Market Overview

The stock market has been hovering around 10,000 for about four weeks showing signs of stability, but the overwhelming majority on my roster of advisors, clients, and principals are anticipating an immediate decline in the stock market. The obviousness of impending super- inflation has some, if not most, that have recovered significantly in the stock market, heading toward raw land investments with excess liquidity. Watching their money erode in a 3% CD is not going to be tolerated by investors who kept their powder dry through the recent storm. The commercial real estate playbook looks sketchy according to most investors, but the raw land market is ripening on the vine and some deals are ready for picking. Many of the sellers, who did not sell prior to the decline in the market, are still attempting to field offers. We are seeing major pricing corrections on older listings and more realistic asking prices on new listings. The banks have been given money they are now loaning at sub-five percent interest rates on long-term loans to credit-worthy buyers. Who would have known gold would be this high? Oil appears to be stabilized in the mid-70's to mid-80s. These interest rates won't stay low forever so the time to buy is now. There are buyers pulling out of the stock market and making offers on land, but they are being deliberate and selective.

The time is now, but where? Wyoming more than other neighboring states in the west, has had a recent surge of investor interest in the late fall of 2009. Wyoming has always been one of the best places to live in this country. According to a recent article in Forbes Magazine, Wyoming is the third best state to live in preceded only by Utah and Hawaii. The state has a surplus of cash due to its coal, oil and gas reserves. We have solid infrastructure and new schools in our smallest ranching communities. Wyoming does not tax personal income so if you have a profit center in a company with high income tax, this is the state to take residency. There is no state corporate income tax. Retirement is not taxed. Wyoming is a fractional assessment state which means property tax applies to only a fraction of the full market value of the property. The average property tax on three large ranches we have listed in Wyoming is approximately 32 cents per acre. There also are several property tax relief programs available in Wyoming. The average price per deeded acre in Wyoming is still dramatically lower than in our neighboring states. Wyoming has a lower sales tax than Colorado. Wyoming also has lower property tax than Montana, and while Montana does not have a sales tax, it taxes income.
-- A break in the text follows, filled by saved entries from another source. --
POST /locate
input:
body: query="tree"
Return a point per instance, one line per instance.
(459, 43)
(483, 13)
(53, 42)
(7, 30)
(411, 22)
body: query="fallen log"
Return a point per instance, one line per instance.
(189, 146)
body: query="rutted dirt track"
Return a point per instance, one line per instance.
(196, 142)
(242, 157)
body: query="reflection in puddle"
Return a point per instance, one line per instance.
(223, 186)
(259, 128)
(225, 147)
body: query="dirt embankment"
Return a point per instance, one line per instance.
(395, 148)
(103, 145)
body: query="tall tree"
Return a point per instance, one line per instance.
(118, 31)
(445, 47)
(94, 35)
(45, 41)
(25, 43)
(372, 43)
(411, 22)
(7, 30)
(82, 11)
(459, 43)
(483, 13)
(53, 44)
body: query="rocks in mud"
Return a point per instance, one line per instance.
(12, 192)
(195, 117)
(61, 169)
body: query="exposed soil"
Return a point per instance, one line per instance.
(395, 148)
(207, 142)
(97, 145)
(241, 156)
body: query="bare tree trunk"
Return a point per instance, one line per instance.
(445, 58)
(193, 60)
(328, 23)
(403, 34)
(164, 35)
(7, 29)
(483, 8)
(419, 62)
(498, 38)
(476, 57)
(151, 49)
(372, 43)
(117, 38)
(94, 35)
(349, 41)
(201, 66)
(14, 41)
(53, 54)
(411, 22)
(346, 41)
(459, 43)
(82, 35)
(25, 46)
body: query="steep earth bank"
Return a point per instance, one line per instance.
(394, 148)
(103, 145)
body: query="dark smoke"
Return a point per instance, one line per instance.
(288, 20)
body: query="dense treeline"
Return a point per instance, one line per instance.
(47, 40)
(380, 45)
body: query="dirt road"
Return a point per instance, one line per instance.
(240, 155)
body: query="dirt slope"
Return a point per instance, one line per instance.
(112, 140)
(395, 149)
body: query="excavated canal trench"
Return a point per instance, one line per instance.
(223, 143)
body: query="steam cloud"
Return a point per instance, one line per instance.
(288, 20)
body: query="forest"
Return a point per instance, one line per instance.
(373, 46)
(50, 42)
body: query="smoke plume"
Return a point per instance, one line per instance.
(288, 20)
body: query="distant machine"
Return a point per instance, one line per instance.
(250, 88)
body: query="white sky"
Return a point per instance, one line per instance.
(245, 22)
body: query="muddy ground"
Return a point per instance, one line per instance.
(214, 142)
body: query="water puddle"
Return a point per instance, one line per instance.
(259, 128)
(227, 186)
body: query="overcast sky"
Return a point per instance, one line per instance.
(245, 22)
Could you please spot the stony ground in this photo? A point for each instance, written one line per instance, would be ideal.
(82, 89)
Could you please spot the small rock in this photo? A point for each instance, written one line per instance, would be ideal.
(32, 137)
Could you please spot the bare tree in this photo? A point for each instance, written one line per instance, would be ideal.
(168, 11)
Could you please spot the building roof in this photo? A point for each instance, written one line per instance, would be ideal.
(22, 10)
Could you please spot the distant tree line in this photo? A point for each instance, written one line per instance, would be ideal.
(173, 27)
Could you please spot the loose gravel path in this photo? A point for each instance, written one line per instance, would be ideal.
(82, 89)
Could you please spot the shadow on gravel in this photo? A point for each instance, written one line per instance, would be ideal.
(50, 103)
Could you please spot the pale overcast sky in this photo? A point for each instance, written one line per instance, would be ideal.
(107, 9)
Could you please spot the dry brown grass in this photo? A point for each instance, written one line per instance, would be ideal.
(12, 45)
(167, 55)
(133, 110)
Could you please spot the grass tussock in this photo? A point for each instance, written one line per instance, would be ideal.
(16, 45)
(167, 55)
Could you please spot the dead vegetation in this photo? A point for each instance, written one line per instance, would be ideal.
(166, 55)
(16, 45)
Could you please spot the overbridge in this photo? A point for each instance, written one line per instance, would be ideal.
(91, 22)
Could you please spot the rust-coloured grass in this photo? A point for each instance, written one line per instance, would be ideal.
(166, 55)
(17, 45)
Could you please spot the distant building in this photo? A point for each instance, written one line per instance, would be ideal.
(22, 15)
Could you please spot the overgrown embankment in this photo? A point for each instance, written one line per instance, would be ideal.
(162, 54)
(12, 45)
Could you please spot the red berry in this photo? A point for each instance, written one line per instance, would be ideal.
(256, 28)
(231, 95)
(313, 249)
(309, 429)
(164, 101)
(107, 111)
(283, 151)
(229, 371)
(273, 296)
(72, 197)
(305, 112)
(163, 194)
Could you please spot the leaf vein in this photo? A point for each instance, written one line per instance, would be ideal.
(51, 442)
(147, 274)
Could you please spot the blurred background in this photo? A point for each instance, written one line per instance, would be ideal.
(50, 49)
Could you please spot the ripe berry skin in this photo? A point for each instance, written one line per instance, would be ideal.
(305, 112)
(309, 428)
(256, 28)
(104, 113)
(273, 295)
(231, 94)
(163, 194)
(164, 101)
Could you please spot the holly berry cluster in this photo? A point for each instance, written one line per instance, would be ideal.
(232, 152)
The western real estate markets are always the last to feel the effects of an economic recession, but they are also some of the first to come out of the recession. Why? As soon as buyers recover and regain confidence, they buy out west for long term investment and lifestyle. People steadily show interest in living and retiring in Wyoming. We're solid out here folks. Most of us would do anything to be able to live and raise our families here and we've been here six generations. What does that tell you? Take control of your investment, before it's too late. The time is now!